Metadata-Version: 2.4
Name: fsm-agent-fw
Version: 0.1.0
Summary: A Finite State Machine (FSM) driven agent framework for reliable and structured LLM interactions.
Author: shuent
License: MIT
License-File: LICENSE
Classifier: License :: OSI Approved :: MIT License
Classifier: Operating System :: OS Independent
Classifier: Programming Language :: Python :: 3
Requires-Python: >=3.13
Requires-Dist: google-genai>=1.61.0
Requires-Dist: python-dotenv>=1.2.1
Description-Content-Type: text/markdown

# FSM Agent Framework

[日本語ver](README.ja.md)

**An Ultra-Lightweight AI Agent Framework Based on FSM (Finite State Machines)**

By eliminating complex abstractions like LangGraph and maximizing the inference capabilities and structured outputs of LLMs, this framework achieves both "minimal code" and a "clear thought process."

---

## What the Framework Provides

This framework provides only **two core components**:

### 1. `FSM` Class
A simple class for defining and validating state transitions.

```python
from fsm_agent import FSM

fsm = FSM(
    states={
        "start": ["researching"],
        "researching": ["writing"],
        "writing": ["reviewing"],
        "reviewing": ["writing", "end"],
        "end": []
    },
    initial_state="start",
    terminal_states=["end"]
)

# Usage examples
fsm.get_next_states()  # Get list of possible next states from current state
fsm.transition("researching")  # Transition state (with validation)
fsm.is_terminal()  # Check if current state is a terminal state
```

**Features:**
- Definition and validation of state transitions
- Management of the current state
- Retrieval of accessible states
- Terminal state determination

### 2. `ToolRegistry` Class
A class to register and manage Python functions as tools.

```python
from fsm_agent import ToolRegistry

tools = ToolRegistry()

@tools.register
def research_web(topic: str) -> str:
    """Conduct web research on the specified topic"""
    return f"Research completed: {topic}"

@tools.register
def write_article(content: str) -> str:
    """Write an article"""
    return f"Article: {content}"

# Usage examples
tools.execute("research_web", topic="AI")
tools.get_tool_schemas()  # Get tool schemas formatted for LLMs
```

**Features:**
- Tool registration via decorators
- Tool execution
- Automatic schema generation for LLMs (OpenAI/Anthropic formats)
- Retrieval of registered tool lists

### 3. Helper Functions

```python
# Generate tool schemas in Google GenAI format
tools_to_google_ai_schema(tool_registry)

# Generate guide text for the orchestrator
generate_orchestrator_guide(fsm, tool_registry)
```

---

## Design Philosophy for Agents

When building an agent with this framework, keep these three roles in mind:

### 3 Roles

#### ① FSM (The Map)
Plain dictionary data defining "from which state, to which state" transitions are allowed.

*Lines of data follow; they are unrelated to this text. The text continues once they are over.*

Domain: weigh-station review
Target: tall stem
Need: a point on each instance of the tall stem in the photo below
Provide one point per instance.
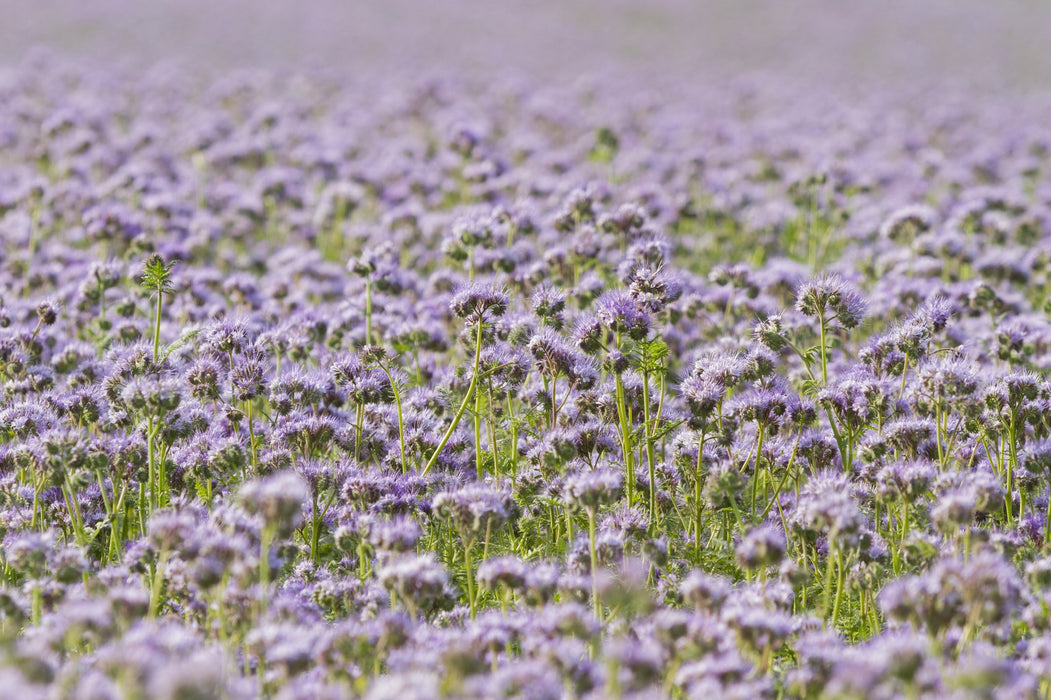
(464, 404)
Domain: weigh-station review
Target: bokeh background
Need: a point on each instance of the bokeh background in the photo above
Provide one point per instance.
(990, 46)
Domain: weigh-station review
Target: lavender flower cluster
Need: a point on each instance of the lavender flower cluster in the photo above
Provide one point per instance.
(317, 388)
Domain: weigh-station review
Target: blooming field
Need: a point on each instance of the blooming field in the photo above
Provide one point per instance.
(420, 388)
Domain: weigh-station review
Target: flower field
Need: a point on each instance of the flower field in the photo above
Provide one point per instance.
(324, 388)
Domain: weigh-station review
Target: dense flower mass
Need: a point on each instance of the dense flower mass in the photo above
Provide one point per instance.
(321, 388)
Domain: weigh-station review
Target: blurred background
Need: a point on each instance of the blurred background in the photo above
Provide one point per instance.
(997, 46)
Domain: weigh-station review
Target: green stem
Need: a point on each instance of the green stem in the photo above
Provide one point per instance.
(464, 404)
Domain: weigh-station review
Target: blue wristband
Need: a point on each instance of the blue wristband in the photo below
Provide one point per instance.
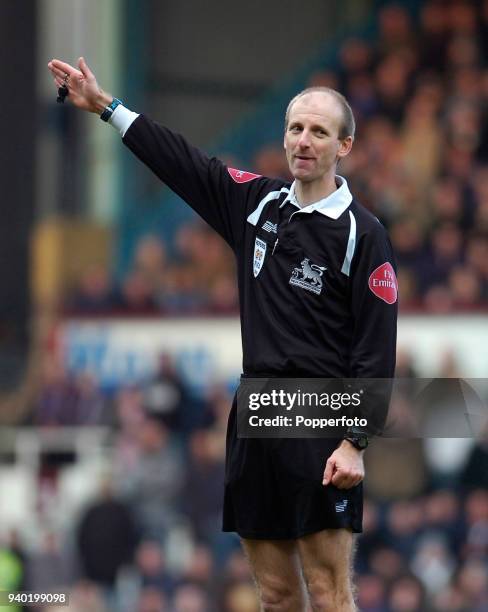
(108, 112)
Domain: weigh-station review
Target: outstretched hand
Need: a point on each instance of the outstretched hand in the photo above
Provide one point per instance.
(84, 91)
(345, 467)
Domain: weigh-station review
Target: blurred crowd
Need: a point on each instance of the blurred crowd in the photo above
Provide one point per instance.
(419, 92)
(150, 540)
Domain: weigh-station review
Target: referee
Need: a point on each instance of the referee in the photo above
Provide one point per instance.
(318, 298)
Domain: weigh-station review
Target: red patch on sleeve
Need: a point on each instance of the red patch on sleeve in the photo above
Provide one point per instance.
(241, 176)
(383, 283)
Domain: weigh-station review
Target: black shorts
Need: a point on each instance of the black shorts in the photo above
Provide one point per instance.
(274, 490)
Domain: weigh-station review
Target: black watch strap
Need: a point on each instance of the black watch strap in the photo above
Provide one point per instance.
(359, 439)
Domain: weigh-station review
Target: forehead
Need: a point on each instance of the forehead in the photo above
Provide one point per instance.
(317, 106)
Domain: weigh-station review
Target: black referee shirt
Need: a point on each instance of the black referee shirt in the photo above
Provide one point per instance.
(317, 286)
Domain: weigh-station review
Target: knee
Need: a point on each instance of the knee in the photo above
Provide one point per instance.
(278, 595)
(329, 590)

- **Role**: Guardrails to prevent the agent from deviating.
- **Design Policy**: One-way for workflows; branching and loops for autonomous tasks.
- **Presentation to AI**: The prompt always displays "Current State" and "Available Transition Options."

#### ② Tools (The Toolbox)
A group of tools registered as Python functions.

- **Role**: Interaction with the real world (APIs, DBs, Calculations).
- **Design Policy**: Do not distinguish between "Specialized Agents" and "Simple Tools"—define everything as Python functions.
- **Unified Interface**: Sub-agent calls and single tool executions are abstracted as the same "function execution."

#### ③ Orchestrator (The Brain)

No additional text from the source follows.